The Historical Society of Forest Park may need to eke out a bit more space on April 7, which could go down as a most memorable, remarkable and historic day for Forest Park.

The Proviso Together/D209 campaign produced an “only in our imaginations” triumph and all the cliches apply — David v. Goliath, good v. evil, people v. the machine. The battle was so brief, hatched barely five months ago, most of us missed it — including the Proviso Powers That Be. Or is it the Proviso Powers That Used To Be?

Illuminating explanations and a million words are bursting to be written to analyze this historic breakthrough, and don’t expect dry reading with this amazing cast of characters and riveting narrative. 

“On Nov. 1, 2014 the Brown Cow Ice Cream Parlor in Forest Park, Illinois, a small village of 14,000 residents, hosted a curious meeting of 20 or so suburban parents whose simple notion was that children in their community deserve a proper high school.

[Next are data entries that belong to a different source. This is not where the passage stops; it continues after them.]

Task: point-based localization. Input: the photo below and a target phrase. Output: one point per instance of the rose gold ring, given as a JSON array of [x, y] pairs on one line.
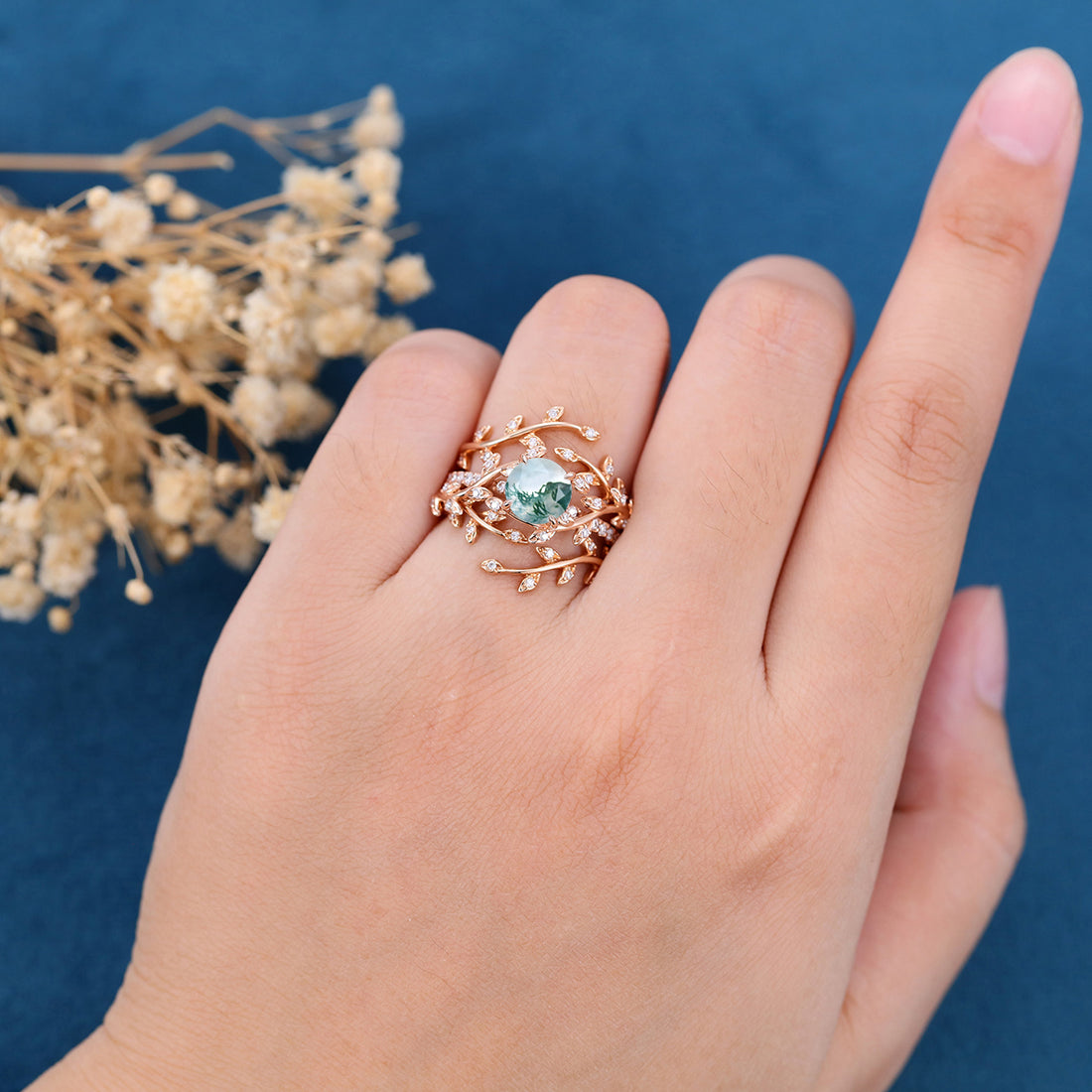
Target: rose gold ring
[[534, 499]]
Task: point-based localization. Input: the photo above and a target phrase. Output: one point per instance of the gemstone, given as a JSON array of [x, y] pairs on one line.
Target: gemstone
[[537, 490]]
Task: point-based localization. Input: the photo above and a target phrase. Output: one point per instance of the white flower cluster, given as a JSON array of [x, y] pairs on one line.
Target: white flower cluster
[[226, 319]]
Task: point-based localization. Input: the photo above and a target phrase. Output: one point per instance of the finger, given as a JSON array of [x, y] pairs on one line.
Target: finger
[[599, 348], [867, 580], [362, 505], [735, 443], [954, 838]]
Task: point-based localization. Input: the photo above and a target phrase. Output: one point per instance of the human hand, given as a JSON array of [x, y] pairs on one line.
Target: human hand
[[665, 831]]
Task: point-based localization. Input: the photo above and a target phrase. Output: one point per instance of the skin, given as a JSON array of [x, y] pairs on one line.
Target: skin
[[731, 818]]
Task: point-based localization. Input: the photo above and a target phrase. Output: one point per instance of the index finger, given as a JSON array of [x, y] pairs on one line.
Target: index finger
[[864, 589]]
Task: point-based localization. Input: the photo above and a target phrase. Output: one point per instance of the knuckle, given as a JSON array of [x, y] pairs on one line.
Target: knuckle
[[779, 320], [423, 371], [991, 228], [607, 307], [996, 814], [918, 432]]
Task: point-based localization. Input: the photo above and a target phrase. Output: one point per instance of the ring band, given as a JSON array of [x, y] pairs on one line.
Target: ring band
[[534, 499]]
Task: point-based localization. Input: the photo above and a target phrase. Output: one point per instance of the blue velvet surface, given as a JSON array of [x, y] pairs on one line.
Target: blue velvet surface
[[653, 141]]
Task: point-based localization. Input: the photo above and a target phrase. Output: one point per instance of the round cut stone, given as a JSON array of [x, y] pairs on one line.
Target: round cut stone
[[537, 490]]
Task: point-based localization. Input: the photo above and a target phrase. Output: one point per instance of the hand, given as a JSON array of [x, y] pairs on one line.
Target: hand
[[665, 831]]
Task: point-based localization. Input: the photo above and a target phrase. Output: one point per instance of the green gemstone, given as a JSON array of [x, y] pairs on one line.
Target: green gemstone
[[537, 490]]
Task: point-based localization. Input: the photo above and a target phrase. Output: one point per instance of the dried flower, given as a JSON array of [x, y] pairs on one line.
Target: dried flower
[[112, 325], [122, 220], [183, 297], [269, 513], [323, 195], [405, 279], [26, 247]]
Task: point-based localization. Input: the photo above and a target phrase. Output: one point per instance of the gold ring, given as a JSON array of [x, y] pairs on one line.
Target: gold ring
[[534, 499]]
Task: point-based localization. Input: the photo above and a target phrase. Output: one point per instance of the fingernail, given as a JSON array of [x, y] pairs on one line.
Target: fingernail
[[992, 652], [1027, 106]]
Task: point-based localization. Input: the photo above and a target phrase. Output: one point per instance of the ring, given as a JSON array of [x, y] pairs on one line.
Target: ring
[[541, 497]]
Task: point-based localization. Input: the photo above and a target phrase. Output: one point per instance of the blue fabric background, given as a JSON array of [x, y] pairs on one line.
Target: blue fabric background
[[658, 142]]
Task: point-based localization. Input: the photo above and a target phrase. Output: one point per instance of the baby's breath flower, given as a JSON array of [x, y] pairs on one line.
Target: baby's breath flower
[[321, 194], [21, 512], [68, 563], [20, 599], [28, 248], [258, 406], [236, 543], [160, 188], [138, 592], [405, 279], [349, 281], [183, 298], [43, 416], [341, 330], [61, 619], [377, 168], [111, 326], [177, 491], [122, 220], [380, 124], [274, 330], [269, 513]]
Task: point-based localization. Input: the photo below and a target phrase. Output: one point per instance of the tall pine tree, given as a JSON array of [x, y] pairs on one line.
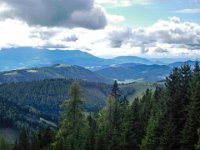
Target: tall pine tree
[[71, 134]]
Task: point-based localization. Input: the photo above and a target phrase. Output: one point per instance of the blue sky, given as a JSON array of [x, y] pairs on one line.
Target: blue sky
[[105, 28]]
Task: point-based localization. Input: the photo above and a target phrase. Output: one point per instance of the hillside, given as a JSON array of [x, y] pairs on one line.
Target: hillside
[[27, 57], [43, 98], [53, 72], [135, 72]]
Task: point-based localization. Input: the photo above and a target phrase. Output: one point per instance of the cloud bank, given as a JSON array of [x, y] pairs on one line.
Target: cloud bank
[[51, 13]]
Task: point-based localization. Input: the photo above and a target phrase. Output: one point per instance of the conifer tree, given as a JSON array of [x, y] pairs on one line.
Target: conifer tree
[[72, 132], [23, 143], [189, 134]]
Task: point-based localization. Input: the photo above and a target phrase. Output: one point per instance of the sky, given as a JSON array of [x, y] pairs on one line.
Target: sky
[[105, 28]]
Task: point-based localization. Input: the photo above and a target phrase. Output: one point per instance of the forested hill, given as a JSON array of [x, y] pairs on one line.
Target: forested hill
[[53, 72], [165, 119]]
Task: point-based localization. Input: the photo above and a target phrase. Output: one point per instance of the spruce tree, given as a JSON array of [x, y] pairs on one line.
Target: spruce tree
[[23, 143], [71, 134], [189, 134]]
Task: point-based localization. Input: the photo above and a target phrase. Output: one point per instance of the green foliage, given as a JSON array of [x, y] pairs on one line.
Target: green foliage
[[4, 145], [162, 119], [73, 128], [197, 146]]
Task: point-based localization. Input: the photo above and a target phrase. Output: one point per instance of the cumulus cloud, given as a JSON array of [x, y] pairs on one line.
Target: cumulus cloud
[[189, 11], [115, 3], [165, 37], [66, 13]]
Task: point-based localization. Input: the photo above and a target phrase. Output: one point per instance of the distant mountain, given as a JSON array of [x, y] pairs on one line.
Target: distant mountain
[[131, 59], [53, 72], [27, 57], [179, 64], [135, 72]]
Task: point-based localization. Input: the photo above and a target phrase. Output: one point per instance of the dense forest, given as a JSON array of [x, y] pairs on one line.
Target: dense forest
[[165, 119]]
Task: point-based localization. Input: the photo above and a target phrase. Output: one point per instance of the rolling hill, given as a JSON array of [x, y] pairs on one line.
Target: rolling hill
[[136, 71], [27, 57], [53, 72]]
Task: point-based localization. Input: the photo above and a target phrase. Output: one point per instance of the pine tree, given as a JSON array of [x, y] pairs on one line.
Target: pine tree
[[154, 128], [23, 143], [90, 144], [197, 146], [72, 132], [4, 144], [189, 134], [135, 127]]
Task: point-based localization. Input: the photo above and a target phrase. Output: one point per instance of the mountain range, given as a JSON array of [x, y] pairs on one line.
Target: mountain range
[[26, 57], [57, 71], [28, 64]]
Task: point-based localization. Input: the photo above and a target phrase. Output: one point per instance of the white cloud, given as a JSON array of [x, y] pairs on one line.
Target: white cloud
[[114, 3], [115, 19], [166, 38], [189, 11], [54, 13]]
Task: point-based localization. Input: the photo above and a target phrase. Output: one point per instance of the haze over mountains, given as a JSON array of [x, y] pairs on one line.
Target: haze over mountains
[[28, 64]]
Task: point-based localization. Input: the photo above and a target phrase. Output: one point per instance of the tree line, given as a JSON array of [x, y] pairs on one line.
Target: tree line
[[165, 119]]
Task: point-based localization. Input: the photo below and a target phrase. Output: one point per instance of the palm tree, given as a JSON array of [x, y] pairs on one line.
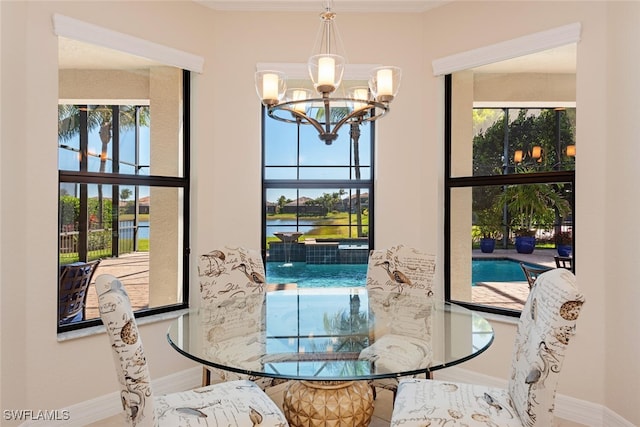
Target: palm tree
[[99, 117], [70, 124], [532, 204]]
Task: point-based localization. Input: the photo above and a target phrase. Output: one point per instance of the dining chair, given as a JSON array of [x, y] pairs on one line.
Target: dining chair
[[225, 274], [407, 271], [73, 284], [532, 273], [546, 324], [235, 403]]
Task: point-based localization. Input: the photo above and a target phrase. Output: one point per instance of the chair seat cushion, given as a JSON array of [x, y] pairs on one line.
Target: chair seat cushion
[[229, 404], [394, 353], [421, 403]]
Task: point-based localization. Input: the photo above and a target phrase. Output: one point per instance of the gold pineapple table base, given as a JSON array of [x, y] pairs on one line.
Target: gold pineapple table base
[[334, 403]]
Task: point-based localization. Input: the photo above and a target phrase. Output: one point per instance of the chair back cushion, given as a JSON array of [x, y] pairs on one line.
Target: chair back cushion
[[547, 322], [229, 272], [128, 355], [401, 269]]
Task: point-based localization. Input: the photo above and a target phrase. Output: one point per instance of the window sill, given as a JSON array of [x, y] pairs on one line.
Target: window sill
[[95, 330], [499, 318]]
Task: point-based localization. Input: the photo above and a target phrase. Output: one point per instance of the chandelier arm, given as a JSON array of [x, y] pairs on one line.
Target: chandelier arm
[[327, 114], [301, 116]]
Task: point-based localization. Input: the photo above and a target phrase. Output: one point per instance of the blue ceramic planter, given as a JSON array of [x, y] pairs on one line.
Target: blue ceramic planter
[[564, 250], [487, 245], [525, 244]]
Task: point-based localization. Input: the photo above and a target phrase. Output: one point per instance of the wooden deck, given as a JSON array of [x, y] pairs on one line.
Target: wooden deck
[[133, 271]]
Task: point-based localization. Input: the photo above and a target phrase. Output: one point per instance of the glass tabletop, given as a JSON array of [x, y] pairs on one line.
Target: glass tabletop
[[333, 334]]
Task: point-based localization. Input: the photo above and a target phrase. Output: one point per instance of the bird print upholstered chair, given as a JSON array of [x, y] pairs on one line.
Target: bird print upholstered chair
[[401, 269], [547, 322], [408, 272], [225, 275], [230, 404]]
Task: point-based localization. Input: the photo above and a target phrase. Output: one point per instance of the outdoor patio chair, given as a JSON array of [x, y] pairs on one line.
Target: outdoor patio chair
[[225, 274], [235, 403], [532, 273], [403, 270], [564, 262], [547, 322], [73, 283]]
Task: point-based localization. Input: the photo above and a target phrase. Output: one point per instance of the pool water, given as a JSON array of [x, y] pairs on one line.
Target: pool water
[[498, 270], [317, 275], [349, 275]]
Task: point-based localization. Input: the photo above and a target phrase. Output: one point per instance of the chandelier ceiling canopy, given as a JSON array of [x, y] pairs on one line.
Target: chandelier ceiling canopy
[[326, 113]]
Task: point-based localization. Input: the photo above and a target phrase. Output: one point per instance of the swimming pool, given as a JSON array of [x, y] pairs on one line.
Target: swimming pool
[[498, 270], [317, 275], [347, 275]]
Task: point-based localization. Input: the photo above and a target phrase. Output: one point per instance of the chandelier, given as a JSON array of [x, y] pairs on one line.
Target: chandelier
[[327, 114]]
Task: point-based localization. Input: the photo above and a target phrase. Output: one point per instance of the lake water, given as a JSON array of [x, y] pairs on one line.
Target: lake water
[[275, 225]]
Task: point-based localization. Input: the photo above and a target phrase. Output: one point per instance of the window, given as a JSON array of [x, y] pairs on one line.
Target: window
[[509, 189], [317, 198], [124, 185]]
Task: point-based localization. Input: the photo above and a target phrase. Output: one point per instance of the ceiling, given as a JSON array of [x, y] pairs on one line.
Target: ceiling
[[318, 5], [78, 55]]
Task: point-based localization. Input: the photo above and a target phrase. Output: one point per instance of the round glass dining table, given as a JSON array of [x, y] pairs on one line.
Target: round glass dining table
[[330, 342]]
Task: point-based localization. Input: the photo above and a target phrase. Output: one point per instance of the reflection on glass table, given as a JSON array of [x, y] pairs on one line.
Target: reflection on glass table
[[330, 340]]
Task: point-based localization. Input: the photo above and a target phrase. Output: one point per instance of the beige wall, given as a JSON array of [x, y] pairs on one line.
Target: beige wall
[[226, 169]]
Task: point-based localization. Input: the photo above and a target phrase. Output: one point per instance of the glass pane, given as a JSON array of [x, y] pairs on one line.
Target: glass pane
[[134, 140], [91, 229], [497, 227], [499, 141], [281, 145], [337, 215]]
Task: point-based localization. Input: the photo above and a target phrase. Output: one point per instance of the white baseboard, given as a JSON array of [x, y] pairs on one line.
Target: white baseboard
[[568, 408]]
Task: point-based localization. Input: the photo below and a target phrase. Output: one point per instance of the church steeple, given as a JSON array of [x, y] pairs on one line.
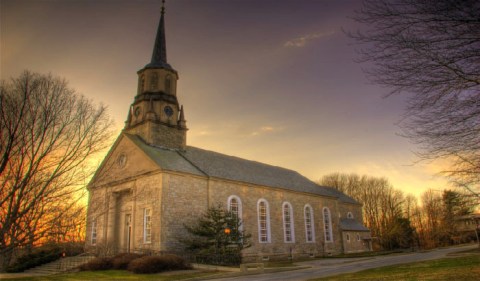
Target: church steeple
[[159, 55], [155, 115]]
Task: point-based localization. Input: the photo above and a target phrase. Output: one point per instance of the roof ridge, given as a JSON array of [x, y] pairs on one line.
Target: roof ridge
[[193, 164]]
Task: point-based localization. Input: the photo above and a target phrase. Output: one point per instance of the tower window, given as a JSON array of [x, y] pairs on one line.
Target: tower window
[[168, 84], [141, 84], [94, 233], [288, 228], [153, 81], [263, 221]]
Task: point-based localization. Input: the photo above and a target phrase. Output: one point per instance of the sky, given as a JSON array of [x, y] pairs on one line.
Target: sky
[[274, 81]]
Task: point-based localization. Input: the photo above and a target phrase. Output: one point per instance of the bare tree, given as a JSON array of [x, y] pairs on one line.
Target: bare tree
[[430, 50], [48, 135]]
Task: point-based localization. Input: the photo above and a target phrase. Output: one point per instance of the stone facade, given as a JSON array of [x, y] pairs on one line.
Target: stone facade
[[151, 184]]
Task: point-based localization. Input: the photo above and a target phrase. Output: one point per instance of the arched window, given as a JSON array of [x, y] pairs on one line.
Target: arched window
[[234, 205], [168, 84], [153, 81], [263, 221], [327, 224], [94, 232], [141, 84], [288, 227], [309, 227], [147, 226]]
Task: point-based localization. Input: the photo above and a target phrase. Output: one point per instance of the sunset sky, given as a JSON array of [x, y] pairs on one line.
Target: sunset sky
[[268, 80]]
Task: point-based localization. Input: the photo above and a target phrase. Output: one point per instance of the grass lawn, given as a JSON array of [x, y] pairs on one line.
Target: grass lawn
[[452, 269], [117, 275]]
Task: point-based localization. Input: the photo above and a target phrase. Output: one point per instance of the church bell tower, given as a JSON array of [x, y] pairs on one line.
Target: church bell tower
[[155, 115]]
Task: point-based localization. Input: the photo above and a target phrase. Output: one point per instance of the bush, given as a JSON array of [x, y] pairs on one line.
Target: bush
[[155, 264], [121, 261], [97, 264]]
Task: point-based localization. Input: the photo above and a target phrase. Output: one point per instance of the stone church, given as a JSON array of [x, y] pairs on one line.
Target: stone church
[[152, 183]]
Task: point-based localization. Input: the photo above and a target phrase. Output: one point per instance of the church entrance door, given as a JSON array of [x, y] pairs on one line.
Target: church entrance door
[[128, 231]]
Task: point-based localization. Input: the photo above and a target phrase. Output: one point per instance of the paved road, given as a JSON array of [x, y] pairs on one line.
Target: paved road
[[329, 267]]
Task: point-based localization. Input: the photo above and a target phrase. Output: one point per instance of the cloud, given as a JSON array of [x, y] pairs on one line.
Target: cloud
[[302, 41], [266, 130]]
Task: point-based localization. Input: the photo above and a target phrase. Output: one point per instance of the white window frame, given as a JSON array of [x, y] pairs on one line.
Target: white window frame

By April 7, they successfully flipped generations of greed, graft and grift.” 

This is one for the books, and if the promise is fulfilled, you can take that literally.

A momentous journey is beginning for our current heroes and so, “May the road rise to meet you and may the wind be always at your back” although we’re pretty sure you’ve got this. Thank you, in advance, for your efforts.

Our village race was memorable, too, but not in a hopeful way. Tony Calderone won his fifth term as mayor in what can only be labeled a pyrrhic victory. Toward the end of the campaign, tactics were employed that crossed all boundaries of civil and civic culture.

Two anonymous mailers were especially heinous. The anti-Calderone piece was a twofer, with a nasty attack on Calderone on one side, and a weird attempt at D209 voter confusion on the other. Quintessential Proviso Way style. Take it up with your Proviso enemies, Mr. Mayor, and use FPPAC money to expose the Citizens for a Better Forest Park creeps.

The anti-Harris mailer had a coordinated Facebook page and appeared five days before Election Day, spouting odious half-truths and aspersions. From the darkness of a local hidey-hole, the attacks launched after the last pre-election Forest Park Review was published; to avoid both attribution and fact-checking. Amazingly, fact checking was quickly done and the dark charges were refuted by fact and legal affidavits. The whole saga was published in this newspaper and on local Internet sites. 

Yes, Calderone denounced and denied responsibility for such tactics. On April 4, he posted to Facebook that “Nobody on my team is responsible for any negative mail pieces. Each of my team members took a pledge to stay above board and that means each and everyone on my team.” Quintessential Calderone style since 1999.

Unfortunately, not everyone got that memo and a vocal member of Calderone’s team proceeded to carry every piece of bogus “evidence” from the dark Facebook page, Forest Park Facts, over to the established Forest Park Town Hall group. The info dump only stopped late on election night, at which point the five-day-old Forest Park Facts site went dead. Poof.

There is no plausible deniability here for the mayor.

This isn’t our first rodeo, folks. Arm’s-length evisceration electioneering has been the trademark tactic toward every Calderone challenger since Lorraine Popelka in 1999. The same tactics have been used against any and all serious opponents, including Steinbach, Doolin, Hoskins, Tellalian and now, Harris.

Calderone’s “win at any cost” approach has damaged the very fabric of our community and divided our people. While the wish to forget or deny is understandable, it is undeniably unhealthy. “The Mannix Effect” has been the technological nail in our coffin.

But, but, but … both sides do it! No, both sides do not do it.

At this point, the challenge for each of us is to acknowledge, commit to long-term memory and, only then, move on.

Personally, I’m going with that old stand-by: Trust, but verify. 

Perhaps Mayor Calderone will return rightful powers back to the four other officials we’ve just elected, and the village can get busy governing instead of ruling. Since that possibility is a longshot, our focus needs to be on the three newly elected commissioners — Byrnes, Entler and Novak — who don’t need the mayor’s blessing to fulfill their responsibilities.

Because three beats two, every time.